I received the December issue of The Gospel Coalition newsletter in my inbox the other day, and I thought they did such a good job stating their vision for the organization that I wanted to share it here.
Here’s how they (Don Carson and Tim Keller) put it:
We helped to found The Gospel Coalition in 2005 with three goals in mind: first, to articulate the gospel in a theologically rich way to demonstrate its relevance to all biblical revelation and to all peoples; second, to deepen thinking and living to “act in line with the truth of the gospel” (Gal. 2:14); and third, to spread this vision of ministry to churches around the globe.
Most of you are familiar with TGC and its vision. Yet, in another sense, I think there is a lot here that is always worth a good refresher.
For example, note the first goal. Their point is that the gospel is at the heart of the Bible. In one sense that seems obvious, but that’s only because people like Carson and Keller have been making that point so well!
Many people still think of the Scriptures as a book of moral principles or disconnected stories.
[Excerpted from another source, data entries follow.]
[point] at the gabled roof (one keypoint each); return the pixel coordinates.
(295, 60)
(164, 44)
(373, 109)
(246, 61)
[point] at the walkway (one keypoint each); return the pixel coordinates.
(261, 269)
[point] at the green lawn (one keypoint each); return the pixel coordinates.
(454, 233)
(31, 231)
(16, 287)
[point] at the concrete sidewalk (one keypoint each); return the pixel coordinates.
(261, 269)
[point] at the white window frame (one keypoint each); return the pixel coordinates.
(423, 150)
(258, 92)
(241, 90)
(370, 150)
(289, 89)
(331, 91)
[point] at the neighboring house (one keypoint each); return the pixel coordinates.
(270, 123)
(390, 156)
While it does teach us moral principles, and does have stories, the heart of everything — the center and that which connects everything together — is Christ himself, who died and rose again for us. All Scripture points to him ultimately, and is to be understood in that way.
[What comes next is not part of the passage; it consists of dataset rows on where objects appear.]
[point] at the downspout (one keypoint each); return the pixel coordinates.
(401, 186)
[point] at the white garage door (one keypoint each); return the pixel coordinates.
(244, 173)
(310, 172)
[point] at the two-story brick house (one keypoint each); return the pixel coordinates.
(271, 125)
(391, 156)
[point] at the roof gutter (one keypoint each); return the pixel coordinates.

If Christ and the gospel are at the heart of the Scriptures, then that means that mercy is at the heart of the Scriptures. For the gospel is at root a revelation of God’s mercy. And this leads to the second point: the gospel is to affect how we live every area of our lives.
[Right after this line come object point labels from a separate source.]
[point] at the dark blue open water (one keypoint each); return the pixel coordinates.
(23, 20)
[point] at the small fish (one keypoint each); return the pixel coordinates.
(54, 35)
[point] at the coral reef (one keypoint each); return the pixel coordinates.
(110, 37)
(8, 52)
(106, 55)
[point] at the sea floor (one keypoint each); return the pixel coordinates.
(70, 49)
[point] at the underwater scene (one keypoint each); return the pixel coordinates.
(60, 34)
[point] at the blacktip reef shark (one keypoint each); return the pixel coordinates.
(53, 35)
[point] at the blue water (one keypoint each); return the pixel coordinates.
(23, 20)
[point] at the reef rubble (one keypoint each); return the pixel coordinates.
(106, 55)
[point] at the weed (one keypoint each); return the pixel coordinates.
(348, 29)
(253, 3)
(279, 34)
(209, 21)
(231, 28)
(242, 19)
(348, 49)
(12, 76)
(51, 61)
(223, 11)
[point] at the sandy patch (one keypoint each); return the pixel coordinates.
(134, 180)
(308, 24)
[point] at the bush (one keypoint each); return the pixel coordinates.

It is, first of all, significant to realize that, just as the gospel is relevant to every facet of biblical revelation, so also the gospel is relevant to every area of our life. We are to think of every area of life in relation to the gospel. But what does this mean? Since the gospel is about God’s mercy, it means that we are to have a merciful angle in how we do and think about everything.
For example, with your business practices letting the gospel be the center doesn’t mean you don’t care about profit. But it does mean that you pursue profit in a people-affirming way — in a way that doesn’t use your employees or treat customers simply as a means to making money. Instead, you see your customers (and employees) as people who are valuable in themselves and whom you exist to bring real benefit to.
It also means that you don’t justify being inhuman or overly strict to people in the name of saying “this is just business.” Letting mercy govern how you do things means you act like a real human being, with emotion and compassion, in every area of life, including business.
Business is just a small example here. To act in line with the truth of the gospel in every area of life means to see yourself as a servant of others in every area, seeking to do what is right for them rather than first seeking to do what is right for yourself.
Third, this vision of the primacy of the gospel is so significant and crucial that it is not enough simply to live it; we must also spread it. And, of course, this is God’s call to his people. We are to believe the gospel, live in accord with the truth of the gospel, and spread the gospel and the vision for life that is in line with it to the world. The chief way that TGC does this is by spreading a gospel-centered vision to churches and ministries globally.
These three principles are incredibly profound, exciting, and life transforming. They are solid principles not just for a Christian ministry, but for a Christian life.